Even if you discount the idea that rape is a bad thing, this summary is nonsense. Sturrock supposes, “Had Frollo been in a position”. But he was in exactly that position. In an early scene in the book Frollo and Quasimodo try to abduct La Esmerelda, but she is rescued by Phoebus, the captain of archers. What had Frollo in mind as a result of this abduction? Perhaps he planned merely to treat her to a slap-up meal in the cathedral refectory, but somehow I doubt it. Frollo’s fault is more than just lust for La Esmerelda: he wants to compel her to love him: and he thinks that his emotional torment obliges her to love him. The modern reader easily recognizes the psychopathology: we now call this behaviour “stalking”.
More bizarre misreading follows:
there is nothing pessimistic ultimately about what transpires in the novel, since the trouble is brought on by observance of the rules of a specific society
Certainly Hugo has a lot to criticize in medieval French society: feudalism, superstition, brutal and arbitrary punishment. But he also locates specific moral failings in individual characters. The tragedy of the book is that every character (excepting perhaps Quasimodo) fails La Esmerelda: Frollo stalks her and frames her for murder; Pierre Gringoire cares more for the goat than the woman; Phoebus wants only to seduce her; the judge who sentences her is deaf to the evidence (or rather, the lack of it); her own mother denounces her as a witch, and at the end fails to shelter her.

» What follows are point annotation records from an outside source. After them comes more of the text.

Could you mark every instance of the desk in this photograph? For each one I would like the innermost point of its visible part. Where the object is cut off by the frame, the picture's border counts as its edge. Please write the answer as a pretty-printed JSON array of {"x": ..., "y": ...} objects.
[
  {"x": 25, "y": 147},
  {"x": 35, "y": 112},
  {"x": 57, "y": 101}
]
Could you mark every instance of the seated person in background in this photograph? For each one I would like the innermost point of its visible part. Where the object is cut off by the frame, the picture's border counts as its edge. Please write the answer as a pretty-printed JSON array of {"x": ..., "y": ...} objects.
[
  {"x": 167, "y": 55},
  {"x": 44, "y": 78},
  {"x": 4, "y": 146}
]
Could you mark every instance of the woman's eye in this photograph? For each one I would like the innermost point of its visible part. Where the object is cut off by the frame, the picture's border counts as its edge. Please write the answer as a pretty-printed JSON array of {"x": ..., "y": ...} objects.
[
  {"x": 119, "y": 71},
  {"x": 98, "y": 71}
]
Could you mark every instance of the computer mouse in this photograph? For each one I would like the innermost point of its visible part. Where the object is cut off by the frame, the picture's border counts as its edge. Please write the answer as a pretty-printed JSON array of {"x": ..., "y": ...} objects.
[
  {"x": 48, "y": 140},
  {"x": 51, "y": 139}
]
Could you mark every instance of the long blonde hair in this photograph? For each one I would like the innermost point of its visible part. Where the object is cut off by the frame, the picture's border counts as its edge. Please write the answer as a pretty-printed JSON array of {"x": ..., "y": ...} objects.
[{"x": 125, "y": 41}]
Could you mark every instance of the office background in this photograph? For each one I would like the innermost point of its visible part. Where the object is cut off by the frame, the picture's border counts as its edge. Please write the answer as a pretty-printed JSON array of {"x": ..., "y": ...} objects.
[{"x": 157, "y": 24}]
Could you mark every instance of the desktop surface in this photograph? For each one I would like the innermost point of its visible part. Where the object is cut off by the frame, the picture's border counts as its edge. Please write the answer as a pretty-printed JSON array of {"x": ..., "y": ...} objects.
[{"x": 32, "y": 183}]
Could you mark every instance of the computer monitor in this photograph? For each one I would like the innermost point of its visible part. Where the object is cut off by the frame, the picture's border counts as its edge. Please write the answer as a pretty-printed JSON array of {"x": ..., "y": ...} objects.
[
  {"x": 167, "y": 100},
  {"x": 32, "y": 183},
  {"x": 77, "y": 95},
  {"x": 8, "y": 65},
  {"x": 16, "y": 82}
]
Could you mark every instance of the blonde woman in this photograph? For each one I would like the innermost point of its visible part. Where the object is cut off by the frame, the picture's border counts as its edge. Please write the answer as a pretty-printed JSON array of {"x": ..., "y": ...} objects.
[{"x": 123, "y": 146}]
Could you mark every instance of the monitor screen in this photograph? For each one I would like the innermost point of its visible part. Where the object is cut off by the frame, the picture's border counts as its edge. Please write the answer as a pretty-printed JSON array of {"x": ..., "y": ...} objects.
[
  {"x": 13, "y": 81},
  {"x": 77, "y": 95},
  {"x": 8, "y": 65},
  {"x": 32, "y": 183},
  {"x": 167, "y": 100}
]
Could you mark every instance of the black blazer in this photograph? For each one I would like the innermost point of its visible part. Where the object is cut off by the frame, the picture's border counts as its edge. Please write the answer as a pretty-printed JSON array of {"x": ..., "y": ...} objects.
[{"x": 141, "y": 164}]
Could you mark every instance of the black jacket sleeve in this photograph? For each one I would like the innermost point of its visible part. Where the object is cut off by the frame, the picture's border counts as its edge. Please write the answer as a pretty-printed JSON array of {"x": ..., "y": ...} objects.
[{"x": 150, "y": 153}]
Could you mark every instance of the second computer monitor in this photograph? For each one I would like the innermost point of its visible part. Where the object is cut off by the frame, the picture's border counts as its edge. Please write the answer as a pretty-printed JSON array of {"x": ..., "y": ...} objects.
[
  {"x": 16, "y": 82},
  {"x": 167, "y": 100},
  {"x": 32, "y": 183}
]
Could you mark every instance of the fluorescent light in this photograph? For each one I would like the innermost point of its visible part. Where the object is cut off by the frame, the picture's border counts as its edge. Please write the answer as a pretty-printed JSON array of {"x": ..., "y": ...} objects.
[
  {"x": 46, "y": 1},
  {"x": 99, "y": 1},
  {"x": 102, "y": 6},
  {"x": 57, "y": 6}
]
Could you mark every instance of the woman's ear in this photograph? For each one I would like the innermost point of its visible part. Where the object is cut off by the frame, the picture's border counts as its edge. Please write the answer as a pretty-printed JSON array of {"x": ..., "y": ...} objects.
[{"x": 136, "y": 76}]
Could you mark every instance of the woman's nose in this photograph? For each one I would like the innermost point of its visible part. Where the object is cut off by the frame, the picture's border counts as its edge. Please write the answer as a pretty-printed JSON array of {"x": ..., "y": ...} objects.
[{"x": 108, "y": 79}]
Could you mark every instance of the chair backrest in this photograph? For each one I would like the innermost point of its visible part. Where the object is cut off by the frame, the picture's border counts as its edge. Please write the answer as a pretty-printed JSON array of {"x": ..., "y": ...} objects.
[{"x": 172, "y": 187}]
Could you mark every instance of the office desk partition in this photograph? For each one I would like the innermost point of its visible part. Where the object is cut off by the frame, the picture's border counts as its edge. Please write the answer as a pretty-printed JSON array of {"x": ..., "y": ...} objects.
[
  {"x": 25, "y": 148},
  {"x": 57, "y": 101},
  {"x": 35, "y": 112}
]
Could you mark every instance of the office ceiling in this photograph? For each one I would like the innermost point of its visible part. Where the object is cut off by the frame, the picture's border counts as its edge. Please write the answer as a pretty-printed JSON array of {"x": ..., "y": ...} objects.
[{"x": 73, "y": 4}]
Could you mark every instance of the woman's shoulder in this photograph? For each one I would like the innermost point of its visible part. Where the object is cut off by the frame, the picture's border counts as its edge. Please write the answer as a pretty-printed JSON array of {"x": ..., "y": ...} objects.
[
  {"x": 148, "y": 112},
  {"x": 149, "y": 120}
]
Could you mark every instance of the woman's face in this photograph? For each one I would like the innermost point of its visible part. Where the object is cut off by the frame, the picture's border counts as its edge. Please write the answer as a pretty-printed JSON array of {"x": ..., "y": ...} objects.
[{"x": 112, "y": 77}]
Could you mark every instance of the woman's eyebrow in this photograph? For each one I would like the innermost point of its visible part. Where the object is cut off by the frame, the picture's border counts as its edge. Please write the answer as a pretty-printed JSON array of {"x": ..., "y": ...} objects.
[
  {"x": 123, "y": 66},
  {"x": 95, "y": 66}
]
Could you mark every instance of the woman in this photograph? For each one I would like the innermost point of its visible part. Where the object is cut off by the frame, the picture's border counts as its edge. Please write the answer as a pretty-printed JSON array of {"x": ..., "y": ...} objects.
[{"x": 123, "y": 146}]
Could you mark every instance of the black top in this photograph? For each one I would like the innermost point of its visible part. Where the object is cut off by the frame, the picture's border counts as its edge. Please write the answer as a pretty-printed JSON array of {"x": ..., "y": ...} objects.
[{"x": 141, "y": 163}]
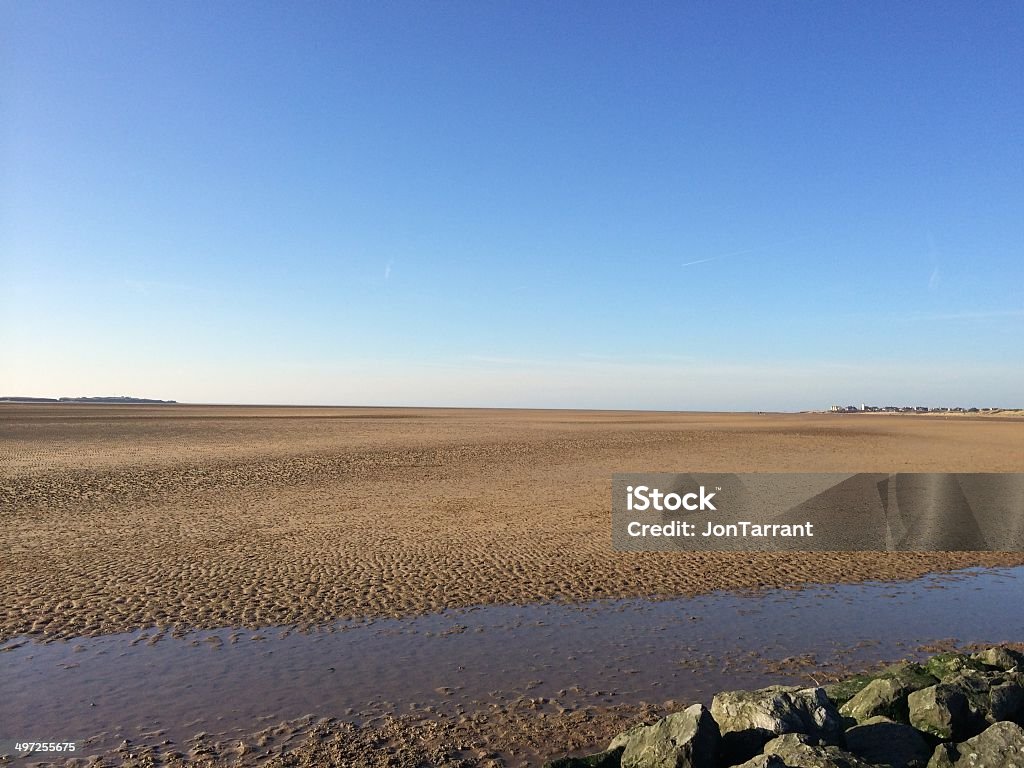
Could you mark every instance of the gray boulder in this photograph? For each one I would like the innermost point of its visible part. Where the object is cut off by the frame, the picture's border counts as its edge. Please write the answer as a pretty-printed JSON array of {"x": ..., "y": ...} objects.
[
  {"x": 683, "y": 739},
  {"x": 799, "y": 751},
  {"x": 886, "y": 742},
  {"x": 991, "y": 696},
  {"x": 912, "y": 676},
  {"x": 1001, "y": 658},
  {"x": 999, "y": 745},
  {"x": 942, "y": 711},
  {"x": 882, "y": 697},
  {"x": 749, "y": 719},
  {"x": 1006, "y": 701},
  {"x": 945, "y": 666},
  {"x": 608, "y": 759},
  {"x": 765, "y": 761}
]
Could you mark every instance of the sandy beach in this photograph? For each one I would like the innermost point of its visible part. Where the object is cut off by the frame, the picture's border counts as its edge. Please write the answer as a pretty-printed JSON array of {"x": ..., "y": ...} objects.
[{"x": 197, "y": 517}]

And remember, Sturrock is the guy who translated the book. How could he be so mistaken? The errors seem so outrageous that maybe I’ve misunderstood him? (But here’s more evidence of Sturrock’s inability to read, from his LRB review of Sokal and Bricmont’s Intellectual Impostures. Though he wrote that back in 1998 and I expect he’s ashamed of it now, so I will pass quietly over it.)
His translation of Notre-Dame of Paris is quite good, though.